Bob ramassa aussitôt un des fémurs du chien et s’aperçut que les autres os avaient du mal à se séparer. Il devait rester encore un peu de cartilage entre les jointures. Le jeune garçon tint l’os solidement dans sa main fermée, sachant très bien par quel moyen le Chasseur allait l’examiner. Pour la première fois, une possibilité s’offrait à lui de voir une portion du corps du Chasseur, mais il eut assez de volonté pour résister à la tentation d’ouvrir la main. L’aurait-il fait, d’ailleurs, qu’il n’aurait rien vu. Le Chasseur envoya en effet des filaments assez minuscules pour passer par les pores de la peau de son hôte, et on ne pouvait les voir à l’œil nu. L’examen se prolongea durant plusieurs minutes.

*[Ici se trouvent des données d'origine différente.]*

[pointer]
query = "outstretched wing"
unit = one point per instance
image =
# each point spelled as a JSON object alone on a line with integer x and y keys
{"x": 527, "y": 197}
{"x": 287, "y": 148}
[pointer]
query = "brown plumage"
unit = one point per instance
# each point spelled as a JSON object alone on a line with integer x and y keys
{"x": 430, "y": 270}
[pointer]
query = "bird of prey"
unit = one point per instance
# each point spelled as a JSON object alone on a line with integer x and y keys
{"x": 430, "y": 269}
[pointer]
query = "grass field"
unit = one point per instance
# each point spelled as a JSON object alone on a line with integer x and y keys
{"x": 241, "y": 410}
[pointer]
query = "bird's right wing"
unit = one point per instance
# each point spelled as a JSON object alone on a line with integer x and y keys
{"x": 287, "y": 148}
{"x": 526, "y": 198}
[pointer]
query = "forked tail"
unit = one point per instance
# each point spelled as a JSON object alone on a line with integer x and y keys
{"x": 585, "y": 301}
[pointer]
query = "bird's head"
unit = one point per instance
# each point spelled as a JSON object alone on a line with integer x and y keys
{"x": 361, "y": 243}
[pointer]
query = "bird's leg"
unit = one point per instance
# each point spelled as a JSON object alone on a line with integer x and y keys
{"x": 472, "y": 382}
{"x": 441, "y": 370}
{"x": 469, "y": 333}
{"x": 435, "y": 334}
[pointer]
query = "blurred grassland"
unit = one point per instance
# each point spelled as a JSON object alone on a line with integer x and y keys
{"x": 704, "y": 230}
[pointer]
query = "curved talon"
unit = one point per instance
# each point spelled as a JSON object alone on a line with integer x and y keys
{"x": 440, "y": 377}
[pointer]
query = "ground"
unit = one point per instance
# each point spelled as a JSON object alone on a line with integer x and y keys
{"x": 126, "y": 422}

« Vous pouvez le jeter maintenant.

— Avez-vous trouvé quelque chose ?

— À peine. Mais selon toute évidence notre fugitif n’a rien à voir là-dedans. La moelle de l’os s’est décomposée normalement ainsi que le sang et les autres matières organiques qui emplissaient les tubes minuscules de l’os. On comprendrait mal ce qui aurait poussé notre fugitif à rester ici assez longtemps pour consommer toute la chair du chien et en laissant ce que j’ai découvert. Notre hypothèse des fourmis a toutes les chances d’être vraie.

— Mais vous n’en n’êtes pas certain ?

— De quoi peut-on être sûr dans ce domaine ? Cependant il faudrait admettre une coïncidence extraordinaire pour imaginer que notre arrivée à fait partir le fugitif sans lui laisser le temps de tout dévorer. Mais il faut examiner toutes les possibilités.

— Et où serait-il alors ?

— Bob, ne croyez pas que je veuille défendre cette hypothèse ridicule. Cependant si l’on veut aller jusqu’au bout, le seul endroit possible pour lui aurait été de se réfugier dans votre corps. Mais je puis vous affirmer qu’il n’a fait aucune tentative de ce genre.

— Peut-être a-t-il deviné votre présence. »

Le Chasseur aimait bien le jeune garçon, mais à certains moments, il le trouvait particulièrement énervant.